Come stelle a una punta sola, eravamo inchiodati lì, eretti e brilli, nel silenzio di una poltiglia che pochi minuti addietro aveva anche un nome e una data di scadenza.

I pelati erano andati a farsi benedire direttamente dal loro dio, e non c’era verso di poterli rincorrere per un ultimo abbraccio paletale.

Eravamo lì, io e la mia splendida Mini Minor color verde bottiglia, pronti a partire per quel viaggio carico di meraviglie culinarie.

Dallo spazio, quella pozza rossa, su sfondo asfalto, illuminata dalla luce gialla di un sole quest’oggi veramente pallido, avrebbe fatto sicuramente pensare alla formazione di un’ulteriore “voglia” sulla Terra, e cioè quel suo intimo desiderio di dimagrire fino a mostrare finalmente ai suoi amati acari il sacrosanto nocciolo della creazione.

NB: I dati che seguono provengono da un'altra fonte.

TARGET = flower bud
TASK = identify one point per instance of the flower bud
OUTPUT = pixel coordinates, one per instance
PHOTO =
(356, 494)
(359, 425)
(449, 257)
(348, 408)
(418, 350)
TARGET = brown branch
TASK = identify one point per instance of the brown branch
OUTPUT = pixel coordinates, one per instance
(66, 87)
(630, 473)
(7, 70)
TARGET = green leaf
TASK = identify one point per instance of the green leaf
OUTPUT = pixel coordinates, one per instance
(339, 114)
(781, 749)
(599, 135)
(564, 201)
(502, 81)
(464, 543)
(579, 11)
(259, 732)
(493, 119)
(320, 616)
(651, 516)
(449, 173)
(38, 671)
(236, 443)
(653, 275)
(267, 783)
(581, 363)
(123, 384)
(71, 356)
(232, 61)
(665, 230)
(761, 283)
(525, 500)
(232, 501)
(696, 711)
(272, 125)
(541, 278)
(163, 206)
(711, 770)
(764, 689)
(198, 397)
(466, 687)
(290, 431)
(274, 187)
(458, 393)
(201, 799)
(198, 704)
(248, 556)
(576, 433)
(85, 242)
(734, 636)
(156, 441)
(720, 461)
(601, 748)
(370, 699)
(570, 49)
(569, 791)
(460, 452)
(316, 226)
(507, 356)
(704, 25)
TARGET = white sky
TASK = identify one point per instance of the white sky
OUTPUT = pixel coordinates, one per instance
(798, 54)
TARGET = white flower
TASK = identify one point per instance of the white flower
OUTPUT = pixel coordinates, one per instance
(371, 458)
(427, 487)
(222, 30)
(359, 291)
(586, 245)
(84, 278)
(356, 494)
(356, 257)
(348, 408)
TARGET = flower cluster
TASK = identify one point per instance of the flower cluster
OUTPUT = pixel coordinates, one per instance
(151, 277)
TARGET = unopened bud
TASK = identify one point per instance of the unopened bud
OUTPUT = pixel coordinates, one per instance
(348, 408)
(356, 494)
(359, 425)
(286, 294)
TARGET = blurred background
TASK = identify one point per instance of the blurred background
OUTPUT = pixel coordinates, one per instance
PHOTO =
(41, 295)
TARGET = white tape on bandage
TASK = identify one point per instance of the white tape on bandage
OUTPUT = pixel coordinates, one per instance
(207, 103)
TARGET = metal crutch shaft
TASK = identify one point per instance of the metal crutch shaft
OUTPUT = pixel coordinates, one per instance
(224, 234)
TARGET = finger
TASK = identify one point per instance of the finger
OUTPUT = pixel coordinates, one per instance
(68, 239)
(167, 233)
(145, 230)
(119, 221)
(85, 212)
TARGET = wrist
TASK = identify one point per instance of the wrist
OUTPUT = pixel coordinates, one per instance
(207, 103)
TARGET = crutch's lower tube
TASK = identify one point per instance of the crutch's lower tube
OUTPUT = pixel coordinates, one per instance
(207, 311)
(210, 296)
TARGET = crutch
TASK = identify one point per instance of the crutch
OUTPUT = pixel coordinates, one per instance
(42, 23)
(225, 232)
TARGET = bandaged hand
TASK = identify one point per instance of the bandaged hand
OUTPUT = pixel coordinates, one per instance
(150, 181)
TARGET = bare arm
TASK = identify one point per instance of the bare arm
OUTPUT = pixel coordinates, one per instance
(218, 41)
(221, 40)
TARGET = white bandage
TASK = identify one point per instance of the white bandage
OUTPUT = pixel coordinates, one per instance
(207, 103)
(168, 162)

Ci trovavamo nel sud Italia, sotto casa mia, sovrastati da matrone che, con un occhio rivolgevano il loro sguardo alle altre affaccendate come loro (intente sui balconi, oltre le vetrate, oltre i muri) e con l’altro puntavano le stelle: personalità con propria individualità e voglia di fare. Strabismi che conducono ad affermazioni strabiche di veneri attempate, rinfrescate da quegli umili calzini scuri stesi a ondeggiare e cavalcati, in quell’ora, non dal corrispettivo consorte, ma dal comune amante: il vento. Lo stesso che vi allontana da noi.

 

Sorato - 29 gennaio 2003 

ore 23.05 - S.S.98 Km 47.800:

il caos.

 

Di fronte all’incommensurabile scetticismo, riguardo alla possibilità di proseguire per la via maestra, azionate le quattro frecce lampeggianti, scendo dalla scatolina e faccio un giro tra le auto raggrinzitesi nella coltre di nebbia che, passo dopo passo, mi rivela emozioni come d’incanto.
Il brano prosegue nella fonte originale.